Piano Berlin meetup – 2020-05-19

  • Aporia is the biggest opportunity for change
  • To ‘escape’ aporia, we need to know what information is needed before moving into a different domain
  • People and organisations need resilience (e.g. financial reserves, optionality, inventory) to stay in aporia for a long time, and not be tempted to make a decision earlier than necessary
  • Regarding COVID, since some Asian countries previously dealt with SARS, their populations know that a COVID vaccine cannot be discovered quickly. So, compared to some western countries, these Asian countries are wise to keep their populations in aporia by not speculating when a vaccine may be ready
  • It’s often said politicians can either be right, wrong or uncertain; to be uncertain is the weakest position. However to be uncertain, and not make a choice, can be a legitimate stance (i.e. remain in aporia)
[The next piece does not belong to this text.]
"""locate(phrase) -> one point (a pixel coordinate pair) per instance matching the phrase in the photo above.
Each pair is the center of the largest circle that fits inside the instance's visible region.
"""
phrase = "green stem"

The office layout needs rethinking

With the lockdown slowly easing, and organisations considering how to reshape their offices, is now the time to fundamentally reevaluate our assumptions of the office layout?

Consider the 2018 study which showed the negative impact of the ‘open’ workspace on collaboration.

People have a desire for privacy. The study showed the open-plan office can reduce privacy, resulting in less face-to-face communication and collaboration.

The open-plan office can overstimulate, thus decrease organisational productivity.

We need to create team-focused boundaries; semi-permeable team areas which support local decision-making and psychological safety. Teams need to control when to work privately and when to be open and allow greater serendipity.

As offices are being reshaped, let’s take the opportunity to consult with our teams to create a space designed around their needs to collaborate and solve problems.